When an overzealous parking enforcer chalks the tires of a car, a federal court ruled this week, that action counts as trespassing, not as law enforcement.
The ruling came in the case of Taylor v. Saginaw. In 2017, Alison Patricia Taylor sued the city of Saginaw, Michigan, and a parking enforcer named Tabitha Hoskins. Hoskins chalked the tires of Taylor’s car 15 times between 2014 and 2017. This was done to determine if Taylor had driven her vehicle away from the parking spot and later returned to it, or stayed parked for longer than the permitted time. The multiple markings resulted in numerous citations. Taylor’s suit argued that the chalking of her tires was an unreasonable search that violated the Fourth Amendment.

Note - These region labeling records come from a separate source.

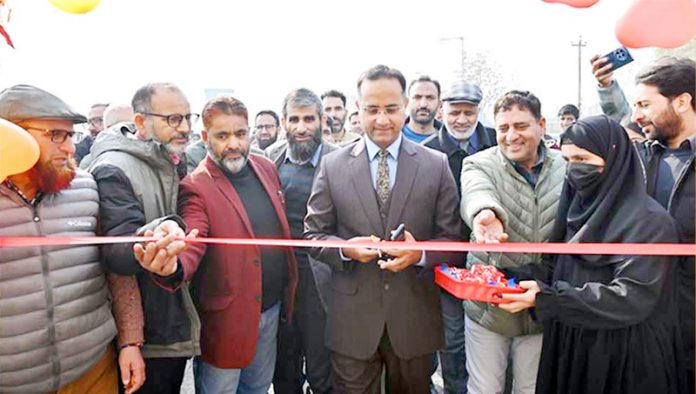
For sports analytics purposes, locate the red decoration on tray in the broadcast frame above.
[435,264,525,304]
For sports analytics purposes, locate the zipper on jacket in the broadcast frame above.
[32,204,61,390]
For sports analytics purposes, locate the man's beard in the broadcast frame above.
[207,144,249,174]
[29,157,77,194]
[288,129,321,164]
[641,106,683,143]
[256,134,278,150]
[411,108,437,126]
[447,125,476,141]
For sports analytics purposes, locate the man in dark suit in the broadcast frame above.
[266,89,338,394]
[157,97,297,393]
[305,66,461,393]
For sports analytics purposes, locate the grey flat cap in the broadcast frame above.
[442,81,483,105]
[0,85,87,123]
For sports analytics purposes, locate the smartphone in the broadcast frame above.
[604,47,633,71]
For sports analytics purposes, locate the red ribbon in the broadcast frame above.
[0,237,696,256]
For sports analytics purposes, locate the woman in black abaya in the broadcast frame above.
[500,116,687,394]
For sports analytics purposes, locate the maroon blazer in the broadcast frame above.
[179,154,297,368]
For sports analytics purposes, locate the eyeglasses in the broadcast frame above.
[24,126,75,144]
[364,105,403,116]
[87,116,104,126]
[255,124,276,131]
[142,112,200,128]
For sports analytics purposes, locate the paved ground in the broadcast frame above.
[181,362,443,394]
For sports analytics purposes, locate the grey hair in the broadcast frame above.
[131,82,184,114]
[283,88,324,118]
[104,104,133,127]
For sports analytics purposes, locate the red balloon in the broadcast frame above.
[616,0,696,48]
[542,0,599,8]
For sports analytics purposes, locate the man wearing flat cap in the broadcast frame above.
[423,81,496,393]
[0,85,167,393]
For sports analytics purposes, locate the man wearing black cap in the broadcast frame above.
[0,85,155,393]
[401,75,442,144]
[423,81,496,393]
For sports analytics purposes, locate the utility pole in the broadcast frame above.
[440,36,466,79]
[570,36,587,112]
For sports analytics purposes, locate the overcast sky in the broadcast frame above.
[0,0,652,129]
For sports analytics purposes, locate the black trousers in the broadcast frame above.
[273,263,332,394]
[331,329,435,394]
[138,357,188,394]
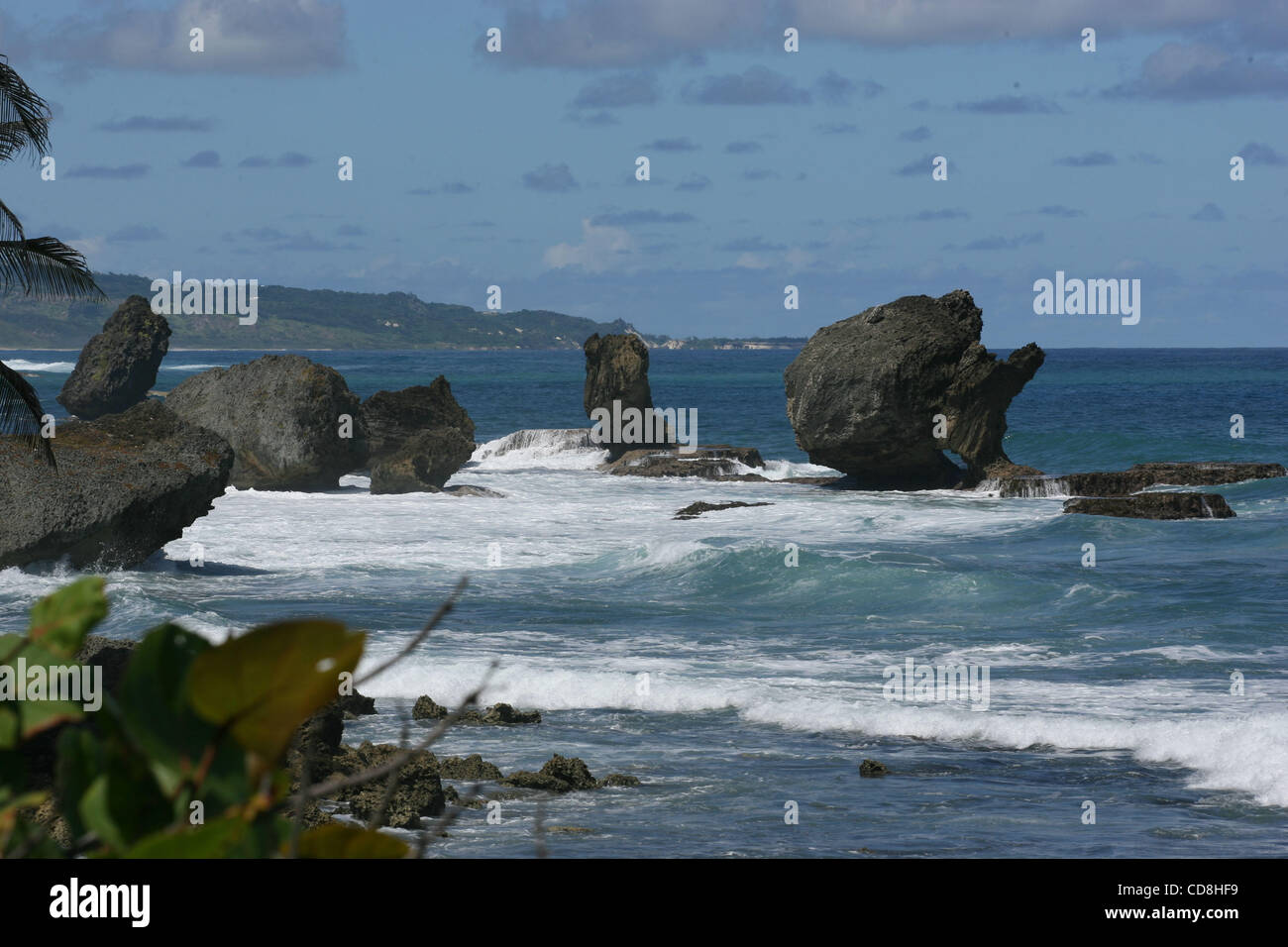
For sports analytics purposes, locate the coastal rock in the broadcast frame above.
[0,401,233,569]
[411,694,541,727]
[58,296,170,420]
[859,760,890,777]
[980,462,1288,497]
[674,500,773,519]
[783,290,1046,489]
[1064,492,1234,519]
[600,445,767,480]
[362,374,474,464]
[334,742,447,828]
[166,356,368,489]
[438,753,503,783]
[371,428,474,493]
[583,333,669,460]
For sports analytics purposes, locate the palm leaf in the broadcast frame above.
[0,55,53,161]
[0,237,107,299]
[0,362,58,471]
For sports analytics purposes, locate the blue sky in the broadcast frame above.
[0,0,1288,348]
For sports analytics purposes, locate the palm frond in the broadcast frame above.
[0,237,107,299]
[0,55,53,159]
[0,201,25,240]
[0,362,58,471]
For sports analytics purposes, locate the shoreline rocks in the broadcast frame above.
[0,401,235,569]
[164,356,368,491]
[1064,492,1234,519]
[58,296,170,420]
[783,290,1046,489]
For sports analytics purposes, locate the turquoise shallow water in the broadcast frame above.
[0,349,1288,857]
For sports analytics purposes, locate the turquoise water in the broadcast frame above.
[0,349,1288,857]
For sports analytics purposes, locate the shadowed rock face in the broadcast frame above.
[0,401,233,569]
[166,356,368,489]
[583,333,667,460]
[783,290,1046,489]
[58,296,170,419]
[1064,492,1234,519]
[362,374,474,464]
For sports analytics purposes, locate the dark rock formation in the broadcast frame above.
[1064,493,1234,519]
[411,694,541,727]
[984,462,1288,496]
[783,290,1046,489]
[58,296,170,419]
[674,500,773,519]
[859,760,890,777]
[602,445,768,480]
[583,333,673,460]
[166,356,368,489]
[438,753,503,783]
[362,374,474,464]
[501,754,602,792]
[371,424,474,493]
[334,743,447,828]
[0,401,233,569]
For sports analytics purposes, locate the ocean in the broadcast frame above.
[0,349,1288,858]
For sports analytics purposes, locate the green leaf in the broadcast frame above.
[116,624,252,811]
[27,576,107,657]
[124,817,267,858]
[189,621,366,760]
[300,822,411,858]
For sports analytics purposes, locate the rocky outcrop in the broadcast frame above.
[371,428,474,493]
[166,356,368,489]
[0,401,233,569]
[583,333,671,460]
[601,445,768,480]
[1064,492,1234,519]
[980,462,1288,497]
[783,290,1046,489]
[362,374,474,462]
[58,296,170,419]
[411,694,541,727]
[673,500,773,519]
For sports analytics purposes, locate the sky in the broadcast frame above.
[0,0,1288,348]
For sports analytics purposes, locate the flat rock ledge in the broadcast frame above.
[1064,492,1234,519]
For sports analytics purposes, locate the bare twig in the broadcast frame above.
[355,576,471,686]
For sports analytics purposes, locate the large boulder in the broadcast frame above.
[58,296,170,419]
[583,333,674,460]
[166,356,368,489]
[371,428,474,493]
[362,374,474,462]
[783,290,1046,489]
[0,401,233,569]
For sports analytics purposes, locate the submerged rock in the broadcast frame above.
[601,445,768,480]
[1064,492,1234,519]
[783,290,1046,489]
[674,500,773,519]
[0,401,233,569]
[411,694,541,727]
[58,296,170,419]
[166,356,368,489]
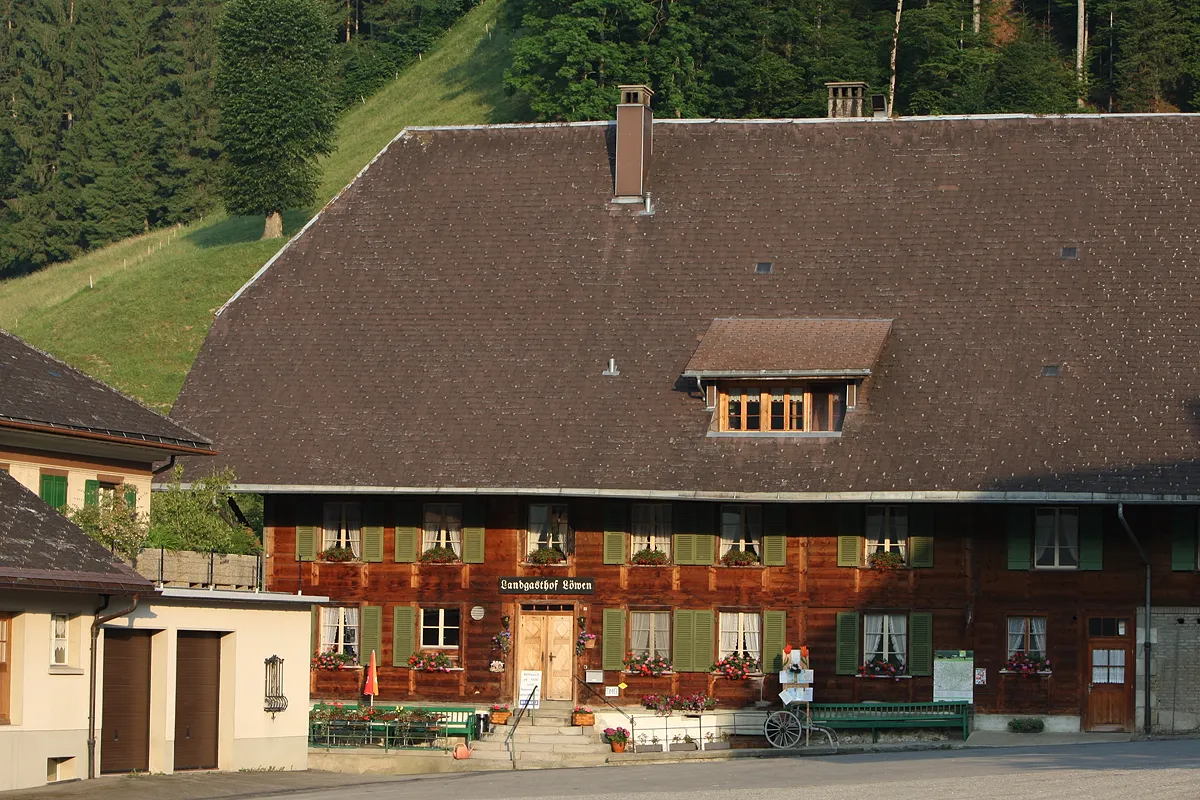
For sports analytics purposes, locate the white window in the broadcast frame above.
[421,503,462,558]
[629,612,671,661]
[1033,507,1079,570]
[721,505,762,557]
[421,608,460,648]
[865,506,908,563]
[50,614,71,667]
[320,607,359,658]
[322,503,362,559]
[1008,616,1046,658]
[528,503,569,553]
[863,614,908,667]
[720,612,762,661]
[630,503,671,558]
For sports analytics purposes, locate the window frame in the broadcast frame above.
[526,503,571,558]
[860,610,912,673]
[626,608,674,663]
[418,606,462,651]
[317,606,362,661]
[718,503,762,564]
[1032,506,1082,571]
[629,503,674,560]
[863,504,908,565]
[319,501,362,561]
[716,380,858,435]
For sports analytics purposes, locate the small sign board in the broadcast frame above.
[517,669,541,709]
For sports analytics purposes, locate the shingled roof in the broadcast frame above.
[0,470,154,594]
[0,331,212,452]
[173,115,1200,499]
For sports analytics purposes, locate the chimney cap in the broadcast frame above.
[617,83,654,106]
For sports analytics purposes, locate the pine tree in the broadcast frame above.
[216,0,334,239]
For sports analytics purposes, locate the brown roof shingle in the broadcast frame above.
[173,115,1200,494]
[683,319,892,378]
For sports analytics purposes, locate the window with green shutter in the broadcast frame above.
[396,503,421,564]
[1171,506,1200,572]
[600,608,625,672]
[604,500,628,566]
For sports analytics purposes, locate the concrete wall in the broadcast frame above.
[1134,607,1200,734]
[0,591,101,790]
[0,449,151,516]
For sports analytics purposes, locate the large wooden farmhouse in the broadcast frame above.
[173,86,1200,730]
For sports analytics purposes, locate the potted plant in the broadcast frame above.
[317,545,355,564]
[604,728,629,753]
[421,546,458,564]
[866,551,904,572]
[526,547,566,566]
[629,547,671,566]
[721,551,758,566]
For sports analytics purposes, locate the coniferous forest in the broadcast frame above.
[0,0,1200,277]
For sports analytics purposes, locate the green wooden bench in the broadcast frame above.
[810,703,971,741]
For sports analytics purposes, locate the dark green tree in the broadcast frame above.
[216,0,335,239]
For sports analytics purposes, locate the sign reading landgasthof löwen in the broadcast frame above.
[500,577,596,595]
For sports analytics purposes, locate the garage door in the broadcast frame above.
[100,628,150,772]
[175,631,221,770]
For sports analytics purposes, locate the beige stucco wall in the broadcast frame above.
[0,449,151,516]
[0,591,311,790]
[0,591,100,790]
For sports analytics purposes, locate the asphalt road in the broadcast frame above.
[288,740,1200,800]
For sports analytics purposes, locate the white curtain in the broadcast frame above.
[863,614,883,663]
[1030,616,1046,658]
[888,614,908,667]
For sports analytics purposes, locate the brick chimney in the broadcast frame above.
[616,85,654,198]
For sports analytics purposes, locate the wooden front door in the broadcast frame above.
[175,631,221,770]
[1084,618,1134,732]
[100,628,150,772]
[517,613,575,703]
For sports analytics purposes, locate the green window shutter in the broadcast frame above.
[1008,506,1033,570]
[462,503,487,564]
[762,612,787,673]
[391,606,416,667]
[835,612,858,675]
[762,505,787,566]
[1079,506,1104,572]
[296,525,317,561]
[359,606,383,667]
[600,608,625,670]
[908,612,934,676]
[604,501,628,566]
[396,503,421,566]
[38,475,67,511]
[838,504,865,566]
[691,610,716,672]
[1171,506,1196,572]
[671,608,696,672]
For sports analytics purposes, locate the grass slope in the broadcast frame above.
[0,0,527,411]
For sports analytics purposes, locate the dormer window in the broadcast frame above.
[718,383,848,433]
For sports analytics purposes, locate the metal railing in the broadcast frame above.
[504,686,541,764]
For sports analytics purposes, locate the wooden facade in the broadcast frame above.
[266,495,1200,729]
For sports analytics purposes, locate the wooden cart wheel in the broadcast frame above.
[763,711,802,748]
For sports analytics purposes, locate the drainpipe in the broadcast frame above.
[1117,503,1150,736]
[88,595,138,780]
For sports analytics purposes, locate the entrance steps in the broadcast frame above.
[470,703,612,769]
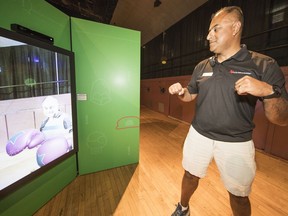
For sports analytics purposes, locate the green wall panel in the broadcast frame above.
[0,0,77,216]
[72,18,140,174]
[0,0,71,50]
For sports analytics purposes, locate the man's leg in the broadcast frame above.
[228,192,251,216]
[181,171,199,207]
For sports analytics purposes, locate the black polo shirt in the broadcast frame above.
[187,45,288,142]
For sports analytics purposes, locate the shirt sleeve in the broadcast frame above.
[262,59,288,100]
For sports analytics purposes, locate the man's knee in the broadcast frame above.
[228,192,250,205]
[184,170,200,181]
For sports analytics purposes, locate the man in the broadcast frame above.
[169,6,288,216]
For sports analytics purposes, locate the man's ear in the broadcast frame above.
[233,21,241,36]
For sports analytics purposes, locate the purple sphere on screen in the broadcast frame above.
[37,137,69,166]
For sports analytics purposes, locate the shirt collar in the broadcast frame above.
[214,44,250,63]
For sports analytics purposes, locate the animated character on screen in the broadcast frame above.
[6,96,73,166]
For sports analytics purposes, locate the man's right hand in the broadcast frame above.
[169,83,184,95]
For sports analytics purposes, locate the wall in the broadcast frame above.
[72,18,140,174]
[141,67,288,160]
[0,0,77,216]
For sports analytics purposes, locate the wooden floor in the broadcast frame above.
[35,107,288,216]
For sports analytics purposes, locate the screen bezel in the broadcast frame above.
[0,27,78,199]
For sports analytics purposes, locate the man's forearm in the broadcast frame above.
[178,88,196,102]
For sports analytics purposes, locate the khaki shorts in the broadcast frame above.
[182,126,256,197]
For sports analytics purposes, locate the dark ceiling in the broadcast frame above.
[46,0,208,45]
[46,0,118,24]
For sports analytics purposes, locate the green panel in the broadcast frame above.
[0,155,77,216]
[0,0,70,50]
[72,18,140,174]
[0,0,77,216]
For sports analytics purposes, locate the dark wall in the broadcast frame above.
[141,0,288,79]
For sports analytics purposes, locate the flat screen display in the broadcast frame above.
[0,28,78,197]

Hoskins maintained that she had qualified immunity.
On Monday, the U.S. Circuit Court of Appeals for the Sixth Circuit ruled in favor of Taylor. According to the court’s decision, the city failed to prove how Taylor’s car being parked in a certain spot for a certain amount of time threatened an orderly parking system. Because of this, the chalking of Taylor’s car did not qualify for an exemption from the Fourth Amendment’s warrant requirement.
As for the trespassing aspect, the court maintained that the act of chalking the car fit the definition of “common-law trespass upon a constitutionally protected area.” A common-law trespass is defined here as physical contact with property that belongs to someone else.
As The Volokh Conspiracy‘s Orin Kerr has observed, the allegations in this case are pretty uncommon. But it’s likely that the court’s decision here applies broadly to all car owners, not just Taylor.
Could this ruling set a new legal precedent for otherwise run-of-the-mill city operations? Only time, and more lawsuits, will tell.